Dans le pendant de droite, le tablier suggère que le jeune garçon est un serviteur que l’on a appelé pour ranger et qui s’est assis là, profitant des cartes pour s’amuser. Le gland de la sonnette, à gauche, renforce cette idée. Il s’agit encore d’un enfant, qui ne s’intéresse ni à la mise oubliée sur le coin de la table, ni à l’as de coeur symbole d’amour, ni au roi de pique tombé dans le tiroir, image de l’autorité vacante. Les soucis d’argent, d’amour et de pouvoir sont en suspens, le temps d’une construction gratuite et d’un exercice d’habileté.
Le tiroir ouvert fait le lien entre les deux pendants. Femme mûre contre jeune homme, nuage de vapeur contre château de papier, les deux nous montrent des passe-temps qui n’apportent qu’une satisfaction fugitive. Mais aussi la différence entre le plaisir des adultes – une chaleur temporaire – et celui des jeunes gens – un défi lancé à soi-même.

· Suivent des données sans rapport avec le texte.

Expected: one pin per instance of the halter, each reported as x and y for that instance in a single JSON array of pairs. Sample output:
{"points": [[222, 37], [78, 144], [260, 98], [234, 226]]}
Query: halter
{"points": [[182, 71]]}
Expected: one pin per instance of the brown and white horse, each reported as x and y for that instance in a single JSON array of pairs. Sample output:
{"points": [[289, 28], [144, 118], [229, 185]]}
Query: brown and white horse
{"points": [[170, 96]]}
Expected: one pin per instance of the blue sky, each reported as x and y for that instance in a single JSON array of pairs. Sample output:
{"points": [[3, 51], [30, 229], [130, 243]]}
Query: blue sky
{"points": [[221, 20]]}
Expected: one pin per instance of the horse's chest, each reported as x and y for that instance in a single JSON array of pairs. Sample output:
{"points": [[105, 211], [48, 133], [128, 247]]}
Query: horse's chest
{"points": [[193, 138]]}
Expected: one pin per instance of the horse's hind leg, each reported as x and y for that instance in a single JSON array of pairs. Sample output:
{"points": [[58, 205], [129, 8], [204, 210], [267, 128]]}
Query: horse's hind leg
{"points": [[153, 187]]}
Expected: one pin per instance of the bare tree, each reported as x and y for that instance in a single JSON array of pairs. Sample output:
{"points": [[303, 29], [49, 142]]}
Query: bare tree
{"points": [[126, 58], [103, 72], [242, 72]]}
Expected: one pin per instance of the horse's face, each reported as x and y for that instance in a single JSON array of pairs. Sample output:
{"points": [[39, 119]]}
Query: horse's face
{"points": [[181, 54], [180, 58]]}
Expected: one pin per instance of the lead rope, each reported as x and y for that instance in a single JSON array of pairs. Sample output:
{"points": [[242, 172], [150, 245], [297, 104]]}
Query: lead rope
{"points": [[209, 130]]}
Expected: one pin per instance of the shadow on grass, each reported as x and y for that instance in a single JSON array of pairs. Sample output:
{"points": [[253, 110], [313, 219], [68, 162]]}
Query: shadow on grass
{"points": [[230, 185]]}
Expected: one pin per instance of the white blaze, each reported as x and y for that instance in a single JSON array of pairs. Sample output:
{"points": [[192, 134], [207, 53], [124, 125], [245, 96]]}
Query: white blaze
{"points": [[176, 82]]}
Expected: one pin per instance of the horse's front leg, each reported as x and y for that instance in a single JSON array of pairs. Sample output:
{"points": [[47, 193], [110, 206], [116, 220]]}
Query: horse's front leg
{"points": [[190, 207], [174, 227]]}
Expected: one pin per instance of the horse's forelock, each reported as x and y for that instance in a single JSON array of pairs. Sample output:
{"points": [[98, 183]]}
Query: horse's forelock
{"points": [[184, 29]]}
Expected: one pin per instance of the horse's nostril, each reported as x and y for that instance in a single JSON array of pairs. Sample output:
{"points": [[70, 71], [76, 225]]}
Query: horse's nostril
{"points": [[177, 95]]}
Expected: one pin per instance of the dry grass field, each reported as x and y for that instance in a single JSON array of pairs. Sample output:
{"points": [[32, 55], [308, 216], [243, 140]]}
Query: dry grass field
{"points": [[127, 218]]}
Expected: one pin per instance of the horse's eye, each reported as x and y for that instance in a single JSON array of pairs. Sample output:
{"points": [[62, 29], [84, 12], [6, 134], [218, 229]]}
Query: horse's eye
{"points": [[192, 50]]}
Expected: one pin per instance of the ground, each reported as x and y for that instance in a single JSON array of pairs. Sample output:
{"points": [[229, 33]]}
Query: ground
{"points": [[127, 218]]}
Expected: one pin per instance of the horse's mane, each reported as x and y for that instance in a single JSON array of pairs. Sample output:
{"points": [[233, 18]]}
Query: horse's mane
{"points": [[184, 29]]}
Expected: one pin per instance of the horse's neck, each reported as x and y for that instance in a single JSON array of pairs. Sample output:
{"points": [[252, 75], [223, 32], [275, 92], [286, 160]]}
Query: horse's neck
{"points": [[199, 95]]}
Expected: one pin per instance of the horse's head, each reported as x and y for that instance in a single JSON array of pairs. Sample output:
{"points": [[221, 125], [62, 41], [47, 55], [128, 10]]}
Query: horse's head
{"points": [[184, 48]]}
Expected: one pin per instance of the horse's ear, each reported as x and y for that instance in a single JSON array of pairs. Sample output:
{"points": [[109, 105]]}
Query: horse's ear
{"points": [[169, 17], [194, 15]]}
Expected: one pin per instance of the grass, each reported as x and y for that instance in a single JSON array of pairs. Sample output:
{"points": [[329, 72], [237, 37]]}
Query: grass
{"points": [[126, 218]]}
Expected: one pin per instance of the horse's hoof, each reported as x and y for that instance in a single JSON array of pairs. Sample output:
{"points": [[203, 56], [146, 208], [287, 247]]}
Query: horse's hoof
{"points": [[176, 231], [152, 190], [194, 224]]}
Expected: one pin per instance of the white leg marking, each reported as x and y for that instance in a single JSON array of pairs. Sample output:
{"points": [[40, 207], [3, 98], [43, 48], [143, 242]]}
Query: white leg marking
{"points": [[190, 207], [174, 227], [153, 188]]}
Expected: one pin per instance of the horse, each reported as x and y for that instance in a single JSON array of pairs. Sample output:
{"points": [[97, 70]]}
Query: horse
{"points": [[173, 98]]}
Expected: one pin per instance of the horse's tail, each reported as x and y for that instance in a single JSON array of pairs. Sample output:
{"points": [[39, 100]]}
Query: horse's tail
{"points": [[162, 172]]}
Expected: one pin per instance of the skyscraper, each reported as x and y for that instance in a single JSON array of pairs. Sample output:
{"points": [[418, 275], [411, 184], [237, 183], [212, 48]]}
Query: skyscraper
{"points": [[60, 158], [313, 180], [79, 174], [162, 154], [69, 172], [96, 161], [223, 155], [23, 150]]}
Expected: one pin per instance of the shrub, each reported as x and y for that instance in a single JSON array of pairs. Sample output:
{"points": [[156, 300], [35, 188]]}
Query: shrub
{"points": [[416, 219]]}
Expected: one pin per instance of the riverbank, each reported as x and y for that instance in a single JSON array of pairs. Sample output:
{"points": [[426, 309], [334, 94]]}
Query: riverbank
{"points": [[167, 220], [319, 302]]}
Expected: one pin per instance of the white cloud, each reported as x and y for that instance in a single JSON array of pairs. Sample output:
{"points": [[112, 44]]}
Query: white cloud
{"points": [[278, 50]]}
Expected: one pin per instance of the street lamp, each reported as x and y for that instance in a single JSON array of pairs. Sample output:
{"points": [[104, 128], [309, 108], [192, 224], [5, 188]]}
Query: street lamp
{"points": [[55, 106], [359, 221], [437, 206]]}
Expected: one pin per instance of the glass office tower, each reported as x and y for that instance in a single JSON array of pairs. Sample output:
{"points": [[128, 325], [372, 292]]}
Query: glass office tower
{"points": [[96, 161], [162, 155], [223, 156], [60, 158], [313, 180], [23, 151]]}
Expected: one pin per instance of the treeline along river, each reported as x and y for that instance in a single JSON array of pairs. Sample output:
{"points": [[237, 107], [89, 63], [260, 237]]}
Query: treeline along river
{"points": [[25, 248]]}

Le château de cartes 60.3 x 71.8 cm
Chardin, 1736-37 National Gallery, Londres
La petite maîtresse d’école 61.6 x 66.7 cm
Chardin, 1735-36, National Gallery, Londres.
A gauche, dans cette autre version du Château de Cartes (on en connait quatre au total), certaines cartes sont pliées, ce que l’on faisait après le jeu pour les rendre inutilisables et éviter toute tricherie. Un jeton et une pièce ont été oubliés sur la table.
A droite, la jeune maîtresse d’école montre un livre à un enfant, en désignant une image avec son aiguille à tricoter.
Ainsi, ce pendant mettrait en parallèle le sérieux du jeune homme, au profit d’un plaisir doublement futile (un jeu d’adresse, dérivé d’un jeu d’argent) et celui de la jeune fille , au profit d’une activité doublement utile (l’enseignement, dérivé du tricotage).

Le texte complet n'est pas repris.